Medicaid-managed care has been shown to reduce the number and length of psychiatric hospitalizations, but little is known about the clinical and social consequences of such managed care programs. The purpose of this study was to compare the treatment of schizophrenia for disabled Medicaid beneficiaries who were and were not enrolled in managed care.
This was a prospective observational study of patients who sought care for a psychiatric crisis from June 7, 1997, to May 13, 1999. Patients were followed up for 6 months. Inpatient and outpatient mental health facilities in Massachusetts were studied. The participants included 420 adult Medicaid beneficiaries, aged 24 to 64 years, who were treated for schizophrenia; 784 eligible beneficiaries were originally contacted and invited to participate(53.6% response). A private managed behavioral health care organization administered the Medicaid mental health benefit for about half the patients in the study. The other half were enrolled in the dually insured fee-for-service Medicare/Medicaid plan. The main outcome measures were adherence to the Schizophrenia Patient Outcomes Research Team treatment recommendations from inpatient and outpatient medical records, self-reported quality of interpersonal interactions between patient and clinician, self-reported care experiences and outcomes, and clinician-reported outcomes.

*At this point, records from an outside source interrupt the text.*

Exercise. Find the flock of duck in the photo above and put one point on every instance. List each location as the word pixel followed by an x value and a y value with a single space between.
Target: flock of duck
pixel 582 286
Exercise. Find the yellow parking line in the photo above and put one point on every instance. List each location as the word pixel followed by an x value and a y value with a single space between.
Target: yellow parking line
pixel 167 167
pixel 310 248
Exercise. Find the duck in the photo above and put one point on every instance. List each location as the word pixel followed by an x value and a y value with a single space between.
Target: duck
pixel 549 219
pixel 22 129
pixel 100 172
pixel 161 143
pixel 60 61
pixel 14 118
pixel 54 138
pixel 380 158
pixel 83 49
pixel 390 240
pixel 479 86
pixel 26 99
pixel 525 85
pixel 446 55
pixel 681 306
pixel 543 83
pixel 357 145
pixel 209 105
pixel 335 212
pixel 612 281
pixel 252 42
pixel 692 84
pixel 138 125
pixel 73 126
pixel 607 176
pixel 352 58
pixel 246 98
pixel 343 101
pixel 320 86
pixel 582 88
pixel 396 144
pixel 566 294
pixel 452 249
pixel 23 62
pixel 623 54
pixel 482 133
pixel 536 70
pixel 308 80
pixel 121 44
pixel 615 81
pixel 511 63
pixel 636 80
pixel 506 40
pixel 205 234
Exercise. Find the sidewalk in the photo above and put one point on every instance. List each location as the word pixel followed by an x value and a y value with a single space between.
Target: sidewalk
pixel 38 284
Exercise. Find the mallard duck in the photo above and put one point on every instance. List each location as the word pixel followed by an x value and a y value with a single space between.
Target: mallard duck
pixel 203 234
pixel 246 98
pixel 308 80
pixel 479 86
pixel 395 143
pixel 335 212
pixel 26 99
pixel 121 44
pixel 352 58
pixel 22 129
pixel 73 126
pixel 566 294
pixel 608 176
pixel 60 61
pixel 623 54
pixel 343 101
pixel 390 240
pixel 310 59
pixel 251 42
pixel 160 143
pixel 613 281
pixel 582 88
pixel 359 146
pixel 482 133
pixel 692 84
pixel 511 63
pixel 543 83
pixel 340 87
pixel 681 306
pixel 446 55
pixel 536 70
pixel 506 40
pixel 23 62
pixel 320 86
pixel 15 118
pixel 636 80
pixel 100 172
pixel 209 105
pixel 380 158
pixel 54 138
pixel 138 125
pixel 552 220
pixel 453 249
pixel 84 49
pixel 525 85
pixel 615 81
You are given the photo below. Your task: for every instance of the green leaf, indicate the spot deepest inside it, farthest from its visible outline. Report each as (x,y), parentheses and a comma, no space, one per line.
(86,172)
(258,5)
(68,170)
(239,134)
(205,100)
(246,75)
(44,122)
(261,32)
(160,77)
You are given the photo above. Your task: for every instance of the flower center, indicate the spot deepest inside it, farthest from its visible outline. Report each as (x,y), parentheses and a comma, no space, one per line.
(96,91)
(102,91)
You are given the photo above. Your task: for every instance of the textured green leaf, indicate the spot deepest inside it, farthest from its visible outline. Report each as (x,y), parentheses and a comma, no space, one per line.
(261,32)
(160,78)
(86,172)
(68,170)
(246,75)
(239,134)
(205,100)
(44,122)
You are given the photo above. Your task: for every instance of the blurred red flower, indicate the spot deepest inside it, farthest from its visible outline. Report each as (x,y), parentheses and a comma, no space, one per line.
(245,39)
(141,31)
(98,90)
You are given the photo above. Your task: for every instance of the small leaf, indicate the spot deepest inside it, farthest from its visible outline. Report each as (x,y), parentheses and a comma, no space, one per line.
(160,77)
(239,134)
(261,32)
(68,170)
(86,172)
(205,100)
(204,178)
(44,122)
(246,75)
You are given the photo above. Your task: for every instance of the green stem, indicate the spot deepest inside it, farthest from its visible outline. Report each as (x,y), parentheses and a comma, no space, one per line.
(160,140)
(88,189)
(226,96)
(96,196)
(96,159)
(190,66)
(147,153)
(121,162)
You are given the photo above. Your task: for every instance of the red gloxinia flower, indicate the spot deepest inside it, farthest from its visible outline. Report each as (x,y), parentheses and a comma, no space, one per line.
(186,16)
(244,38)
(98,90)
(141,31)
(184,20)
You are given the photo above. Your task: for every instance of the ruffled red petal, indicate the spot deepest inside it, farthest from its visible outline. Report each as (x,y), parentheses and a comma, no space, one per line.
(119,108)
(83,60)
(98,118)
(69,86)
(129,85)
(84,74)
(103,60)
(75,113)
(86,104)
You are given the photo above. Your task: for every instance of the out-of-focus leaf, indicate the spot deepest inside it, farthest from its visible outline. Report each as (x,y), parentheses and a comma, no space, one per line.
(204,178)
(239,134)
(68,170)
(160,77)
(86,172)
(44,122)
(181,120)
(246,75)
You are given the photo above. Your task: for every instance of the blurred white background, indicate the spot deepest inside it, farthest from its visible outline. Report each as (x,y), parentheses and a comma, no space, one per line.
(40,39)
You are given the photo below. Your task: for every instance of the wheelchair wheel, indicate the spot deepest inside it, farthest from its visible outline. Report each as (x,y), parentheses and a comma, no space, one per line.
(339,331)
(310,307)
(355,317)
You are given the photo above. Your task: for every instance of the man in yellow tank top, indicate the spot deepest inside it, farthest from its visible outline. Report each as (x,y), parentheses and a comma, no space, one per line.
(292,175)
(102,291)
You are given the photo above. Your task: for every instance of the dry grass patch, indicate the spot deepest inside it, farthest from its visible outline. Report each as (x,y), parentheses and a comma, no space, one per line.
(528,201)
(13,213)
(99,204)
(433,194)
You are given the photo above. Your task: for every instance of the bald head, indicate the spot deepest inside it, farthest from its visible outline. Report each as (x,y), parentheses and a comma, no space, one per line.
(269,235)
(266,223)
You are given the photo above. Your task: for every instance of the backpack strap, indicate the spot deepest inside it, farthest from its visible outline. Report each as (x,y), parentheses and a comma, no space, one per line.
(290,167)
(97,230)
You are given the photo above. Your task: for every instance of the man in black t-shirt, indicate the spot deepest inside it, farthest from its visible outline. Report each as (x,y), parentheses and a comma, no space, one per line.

There were no differences between the managed care plan and the unmanaged fee-for-service plan in adherence to the schizophrenia treatment guidelines. However, much outpatient care in both programs was inconsistent with treatment guidelines. Inpatient treatment was far more likely to conform to guidelines than outpatient treatment. Patient ratings of their care were positive and not different between plans. Clinical outcome and health-related quality of life were not different between plans.
A major change in Massachusetts in the way mental health care is organized and financed had neither a negative nor a positive effect on care quality. However, adherence to nationally accepted guidelines for care was only modest, suggesting a need to improve the delivery of treatment to the most disabled highest-risk adults with schizophrenia.